Activists Parr, Widener's home up for sale
House purchase to benefit charity
By Kevin Flynn, Rocky Mountain News (Contact)
Published May 26, 2008 at 11:45 p.m.
The home of the late John Parr and Sandra Widener will go up for sale this weekend in a sealed-bid event that will also raise money for an annual award in the name of the civic activists.
The 3,000-square-foot house, in the Seventh Avenue Historic District at 720 Franklin St., was built in 1916. It has five bedrooms, three baths and an added family room.
Friends and neighbors of the family are prepping it for an open house Sunday, after which sealed bids will be accepted and given to the family June 4.
"It really is a community activity, which is fitting because that's why they were so famous around town," said Sonja Leonard Leonard, a real estate broker and friend of Widener who is handling the sale.
Leonard is donating her commission and marketing costs to several groups named by the family. One is the Denver Foundation, which plans to award the annual John Parr and Sandy Widener Civic Leadership Award in honor of the couple.

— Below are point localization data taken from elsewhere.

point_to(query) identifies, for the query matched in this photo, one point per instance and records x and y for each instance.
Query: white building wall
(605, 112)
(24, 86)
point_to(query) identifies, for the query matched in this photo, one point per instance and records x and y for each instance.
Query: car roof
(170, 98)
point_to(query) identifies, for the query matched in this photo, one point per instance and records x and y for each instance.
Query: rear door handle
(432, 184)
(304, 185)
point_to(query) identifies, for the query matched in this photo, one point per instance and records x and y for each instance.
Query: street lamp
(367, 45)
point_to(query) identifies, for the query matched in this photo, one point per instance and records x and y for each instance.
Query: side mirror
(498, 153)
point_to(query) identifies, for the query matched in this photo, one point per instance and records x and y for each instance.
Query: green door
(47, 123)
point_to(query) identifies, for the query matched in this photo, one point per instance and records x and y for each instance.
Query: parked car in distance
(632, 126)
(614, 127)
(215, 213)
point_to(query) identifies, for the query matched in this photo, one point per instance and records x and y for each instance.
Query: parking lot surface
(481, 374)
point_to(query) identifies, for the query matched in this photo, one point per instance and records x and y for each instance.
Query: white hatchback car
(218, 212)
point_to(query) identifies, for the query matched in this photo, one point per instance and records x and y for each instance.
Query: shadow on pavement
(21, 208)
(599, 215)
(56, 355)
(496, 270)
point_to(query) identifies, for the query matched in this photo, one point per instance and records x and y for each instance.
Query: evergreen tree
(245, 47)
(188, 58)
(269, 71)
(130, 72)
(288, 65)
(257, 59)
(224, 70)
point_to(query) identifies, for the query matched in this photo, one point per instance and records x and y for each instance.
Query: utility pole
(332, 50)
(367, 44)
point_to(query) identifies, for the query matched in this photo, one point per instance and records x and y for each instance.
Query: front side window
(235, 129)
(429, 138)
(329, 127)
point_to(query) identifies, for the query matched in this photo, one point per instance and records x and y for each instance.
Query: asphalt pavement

"I'd like this to be a celebration of their lives, and for their lives to continue through this donation," she said.
Parr, Widener and their elder daughter, Chase Parr, 19, were killed in a car crash on a snowy Interstate 80 in Wyoming on Dec. 22 while traveling to visit family in Idaho for the holidays. Daughter Katy Parr, 17, survived the crash.
Parr was a longtime public policy consultant and activist in local and national civic issues. His firm, Civic Results, specialized in collaborative problem-solving.
Widener was a founder of the weekly newspaper Westword, a writer and gourmet cook.
Leonard has listed the house at $950,000, slightly below her estimation of its market value, to attract bids. She sold a house next door a few years ago by the same method when the owner died without heirs and donated the house to the Salvation Army.